3.5 Discussion of an alternative explanation

We have found only one empirical analysis that investigates whether the relationship between democracy and economic institutional quality depends on the level of human capital. Fortunato and Panizza (2015) exploit data from the International Country Risk Guide to show that the interaction between the levels of democracy and human capital positively correlates with institutional quality. These authors explain their result with differences among democratic regimes. More specifically, Fortunato and Panizza (2015) argue that highly educated voters elect more competent political leaders and that the competent leaders implement better economic institutions. By contrast, our theoretical model suggests that differences among the autocratic regimes explain why institutional quality improves more after a democratic transition if people command a high level of human capital.

In their article, Fortunato and Panizza (2015) do not offer empirical evidence that supports their explanation. The remainder of this section thus examines whether their hypothesis has great explanatory power. To this end, we need a measure for leaders’ competence, which is difficult because of conceptual and data availability reasons. The standard approach in the literature is to exploit information on leaders’ education to approximate the competence of politicians (see, e.g., Baltrunaite et al., 2014; Besley et al., 2011; Galasso and Nannicini, 2011; Kotakorpi and Poutvaara, 2011). A rationale behind this imperfect proxy is that educated people make on average better economic decisions (see, e.g., Agarwal and Mazumder, 2013; D’Acunto et al., 2019). To obtain data on the education of political leaders, we use and extend the database by Besley et al. (2011) and Besley and Reynal-Querol (2011). More specifically, we exploit their database and a number of web sources to identify which political leaders hold a college degree. In our analysis, we use this information in two ways. First, we add our measures of leader’s competence as control variable to our regression models. Appendix Table B.10 illustrates that our two parameters of interest (\(\beta _1\), \(\beta _3\)) remain positive and statistically significant in this case. In the fixed effect analyses, we also find supporting evidence for the hypotheses that competent political leaders implement better economic institutions. Second, we use our measure of leaders’ competence as dependent variable. Appendix Table B.11 presents the results of the corresponding regressions. In line with Besley and Reynal-Querol (2011), we observe that the competence of political leaders increases after a democratic transition. However, our findings do not substantiate the argument by Fortunato and Panizza (2015) since we do not see that this relationship becomes stronger if people command a high level of human capital.

4 Conclusions

We present a simple theoretical model that predicts an increase in the quality of the economic institutions in the aftermath of a transition from autocracy to democracy. In addition, our model predicts that this improvement is larger when the level of human capital is high. Results form a comprehensive country-level panel data analysis confirm these predictions.

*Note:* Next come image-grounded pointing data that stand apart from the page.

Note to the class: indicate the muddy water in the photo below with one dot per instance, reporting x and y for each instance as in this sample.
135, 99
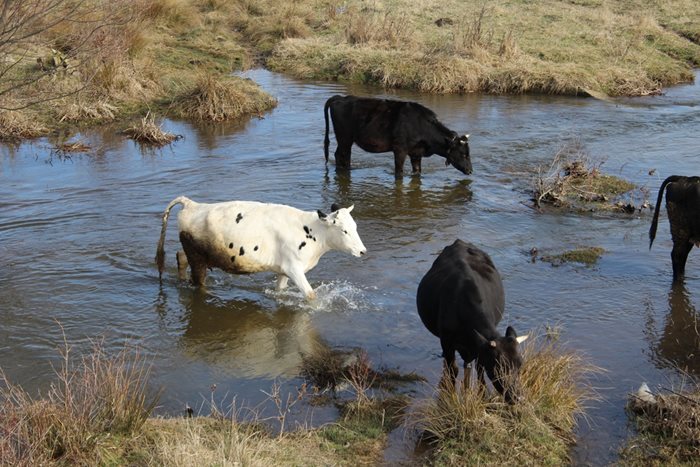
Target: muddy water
78, 237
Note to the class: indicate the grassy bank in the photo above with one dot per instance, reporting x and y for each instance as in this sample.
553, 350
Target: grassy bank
575, 181
99, 411
88, 62
465, 427
596, 47
95, 61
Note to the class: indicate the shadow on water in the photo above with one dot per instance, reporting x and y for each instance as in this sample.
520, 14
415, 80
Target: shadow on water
678, 344
243, 339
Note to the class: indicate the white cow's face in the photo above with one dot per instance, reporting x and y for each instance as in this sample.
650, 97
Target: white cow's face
342, 232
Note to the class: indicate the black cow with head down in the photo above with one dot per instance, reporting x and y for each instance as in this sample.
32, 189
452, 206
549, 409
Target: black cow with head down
461, 300
683, 208
383, 125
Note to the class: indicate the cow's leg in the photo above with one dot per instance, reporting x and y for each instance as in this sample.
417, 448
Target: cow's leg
480, 375
282, 281
182, 264
299, 278
198, 262
679, 256
467, 375
448, 354
343, 154
399, 160
416, 164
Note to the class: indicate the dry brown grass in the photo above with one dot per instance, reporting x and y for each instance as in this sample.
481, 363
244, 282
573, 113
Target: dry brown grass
94, 398
81, 110
575, 48
217, 99
15, 126
467, 427
574, 180
668, 429
150, 133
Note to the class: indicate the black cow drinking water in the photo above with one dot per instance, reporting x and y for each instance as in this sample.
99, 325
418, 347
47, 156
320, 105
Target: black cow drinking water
461, 300
683, 208
404, 128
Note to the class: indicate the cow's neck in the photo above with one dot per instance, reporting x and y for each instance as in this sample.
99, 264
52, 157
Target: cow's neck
319, 231
440, 142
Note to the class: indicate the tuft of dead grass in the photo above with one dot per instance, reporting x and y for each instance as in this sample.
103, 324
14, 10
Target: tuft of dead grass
94, 398
668, 429
150, 133
572, 48
82, 110
216, 99
574, 180
588, 256
15, 126
466, 426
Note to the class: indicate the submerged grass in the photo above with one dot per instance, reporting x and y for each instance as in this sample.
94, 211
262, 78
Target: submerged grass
467, 427
573, 180
150, 133
216, 99
588, 256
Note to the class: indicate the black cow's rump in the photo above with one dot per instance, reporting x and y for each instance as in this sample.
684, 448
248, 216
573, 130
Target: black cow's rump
683, 208
402, 127
461, 300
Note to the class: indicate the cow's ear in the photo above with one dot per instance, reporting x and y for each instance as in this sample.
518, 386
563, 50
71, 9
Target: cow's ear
480, 340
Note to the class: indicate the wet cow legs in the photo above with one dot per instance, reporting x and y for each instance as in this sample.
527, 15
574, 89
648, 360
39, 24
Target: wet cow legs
198, 261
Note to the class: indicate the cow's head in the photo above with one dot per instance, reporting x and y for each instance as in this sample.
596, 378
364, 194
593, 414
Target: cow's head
342, 231
458, 154
501, 359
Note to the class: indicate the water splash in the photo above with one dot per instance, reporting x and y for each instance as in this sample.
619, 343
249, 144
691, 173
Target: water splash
334, 296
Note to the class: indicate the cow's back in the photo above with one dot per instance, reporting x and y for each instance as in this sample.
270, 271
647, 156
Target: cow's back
683, 206
240, 237
461, 291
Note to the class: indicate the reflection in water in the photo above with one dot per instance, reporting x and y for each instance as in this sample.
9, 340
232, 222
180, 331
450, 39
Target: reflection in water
242, 338
679, 344
399, 198
209, 135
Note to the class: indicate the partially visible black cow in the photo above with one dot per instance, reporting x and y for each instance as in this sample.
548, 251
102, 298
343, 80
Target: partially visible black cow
383, 125
461, 300
683, 208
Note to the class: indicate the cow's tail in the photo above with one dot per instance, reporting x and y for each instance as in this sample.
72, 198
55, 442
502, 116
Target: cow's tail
160, 252
326, 141
655, 220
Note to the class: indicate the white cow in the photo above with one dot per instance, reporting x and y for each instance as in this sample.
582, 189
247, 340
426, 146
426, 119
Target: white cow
242, 237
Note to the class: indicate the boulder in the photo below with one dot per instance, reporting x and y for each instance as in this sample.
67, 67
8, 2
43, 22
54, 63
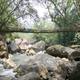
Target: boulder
75, 75
5, 78
30, 76
45, 67
61, 51
12, 47
3, 50
57, 51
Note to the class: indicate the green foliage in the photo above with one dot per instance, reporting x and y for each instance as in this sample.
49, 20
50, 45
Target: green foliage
7, 20
66, 17
49, 38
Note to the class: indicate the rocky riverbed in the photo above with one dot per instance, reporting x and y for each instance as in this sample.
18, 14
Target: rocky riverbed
32, 61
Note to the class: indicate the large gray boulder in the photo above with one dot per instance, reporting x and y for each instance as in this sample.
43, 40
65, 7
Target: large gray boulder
45, 67
61, 51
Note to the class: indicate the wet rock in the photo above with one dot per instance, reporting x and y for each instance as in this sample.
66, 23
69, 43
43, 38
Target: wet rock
61, 51
39, 46
3, 50
57, 51
30, 76
5, 78
47, 67
12, 47
75, 75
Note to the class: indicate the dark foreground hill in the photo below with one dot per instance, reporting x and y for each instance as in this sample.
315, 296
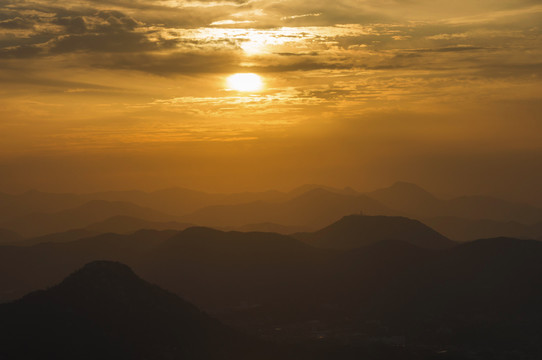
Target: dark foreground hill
475, 298
104, 311
355, 231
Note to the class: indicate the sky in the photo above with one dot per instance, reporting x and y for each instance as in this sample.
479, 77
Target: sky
124, 94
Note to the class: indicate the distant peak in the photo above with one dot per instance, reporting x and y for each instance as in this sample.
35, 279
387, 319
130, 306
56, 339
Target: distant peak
109, 272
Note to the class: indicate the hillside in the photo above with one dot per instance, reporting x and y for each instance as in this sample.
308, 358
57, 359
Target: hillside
105, 311
356, 231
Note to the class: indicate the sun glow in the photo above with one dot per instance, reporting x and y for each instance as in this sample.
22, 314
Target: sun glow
245, 82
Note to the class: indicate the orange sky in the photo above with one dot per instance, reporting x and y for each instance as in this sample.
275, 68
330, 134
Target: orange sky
101, 94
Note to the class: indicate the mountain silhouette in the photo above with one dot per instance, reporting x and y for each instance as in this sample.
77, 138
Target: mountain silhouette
461, 229
46, 223
416, 202
65, 236
356, 231
313, 209
122, 224
105, 311
27, 268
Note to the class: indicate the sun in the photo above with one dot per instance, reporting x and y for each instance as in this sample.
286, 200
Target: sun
245, 82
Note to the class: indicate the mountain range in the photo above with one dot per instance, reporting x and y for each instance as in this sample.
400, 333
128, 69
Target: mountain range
307, 208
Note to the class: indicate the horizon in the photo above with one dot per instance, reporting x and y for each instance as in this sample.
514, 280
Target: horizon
232, 96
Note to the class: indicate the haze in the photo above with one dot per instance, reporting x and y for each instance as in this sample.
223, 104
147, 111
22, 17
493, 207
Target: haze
102, 95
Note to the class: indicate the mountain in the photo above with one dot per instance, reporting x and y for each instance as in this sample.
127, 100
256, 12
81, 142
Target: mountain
406, 197
27, 268
461, 229
13, 206
356, 231
65, 236
236, 268
122, 224
46, 223
7, 236
104, 311
418, 203
313, 209
268, 227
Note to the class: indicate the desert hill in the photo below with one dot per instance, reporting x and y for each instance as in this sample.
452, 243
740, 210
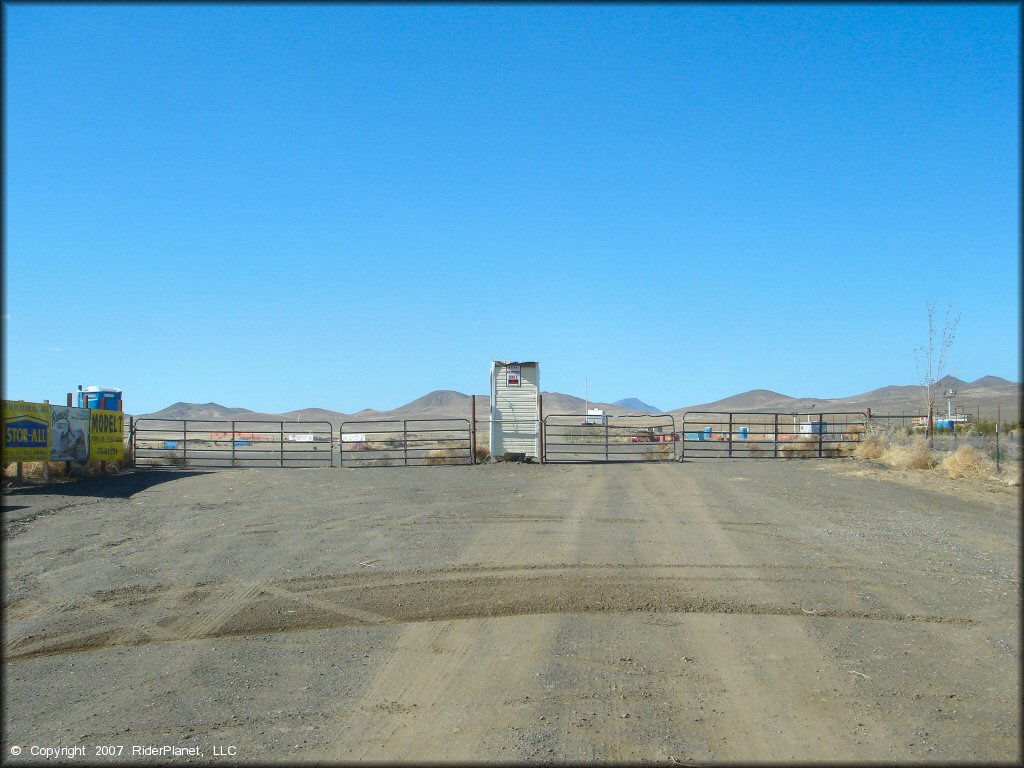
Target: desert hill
635, 403
982, 395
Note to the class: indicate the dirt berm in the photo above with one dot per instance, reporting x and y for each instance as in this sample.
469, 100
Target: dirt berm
729, 610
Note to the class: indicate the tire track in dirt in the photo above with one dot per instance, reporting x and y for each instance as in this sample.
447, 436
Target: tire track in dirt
256, 608
754, 687
444, 676
890, 676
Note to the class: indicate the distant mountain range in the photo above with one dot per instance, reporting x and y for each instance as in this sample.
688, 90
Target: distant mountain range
632, 403
986, 393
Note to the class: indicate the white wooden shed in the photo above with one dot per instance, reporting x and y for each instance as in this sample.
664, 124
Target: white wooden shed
515, 409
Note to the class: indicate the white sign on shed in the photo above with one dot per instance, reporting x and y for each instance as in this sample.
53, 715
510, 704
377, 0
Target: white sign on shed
515, 409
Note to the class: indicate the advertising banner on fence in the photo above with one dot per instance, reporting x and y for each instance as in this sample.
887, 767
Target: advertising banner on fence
107, 435
26, 431
69, 433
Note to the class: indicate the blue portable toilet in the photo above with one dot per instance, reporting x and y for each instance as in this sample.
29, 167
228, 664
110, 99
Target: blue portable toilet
103, 398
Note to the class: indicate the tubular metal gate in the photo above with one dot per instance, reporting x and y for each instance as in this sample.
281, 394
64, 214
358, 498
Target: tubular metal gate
195, 442
407, 442
715, 434
576, 437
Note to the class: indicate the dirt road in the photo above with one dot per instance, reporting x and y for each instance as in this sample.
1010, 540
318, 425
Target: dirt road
729, 610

From a broader perspective, we believe that our paper has two key messages. First, there is heterogeneity in the economic consequences of political transitions. Getting a better understanding of these heterogeneities is important, for instance to avoid that people develop illusive beliefs about how their economic well-being will improve after a democratization. Unfulfilled expectations may result in dissatisfaction and thus might increase the support for leaders with authoritarian attitudes. Second, our paper shows that researchers should pay more attention to the differences among autocracies when examining the consequence of democratic transitions. In this regard, we second Dorsch and Maarek (2019) who find that the initial level of income inequality determines how redistribution changes after a democratization.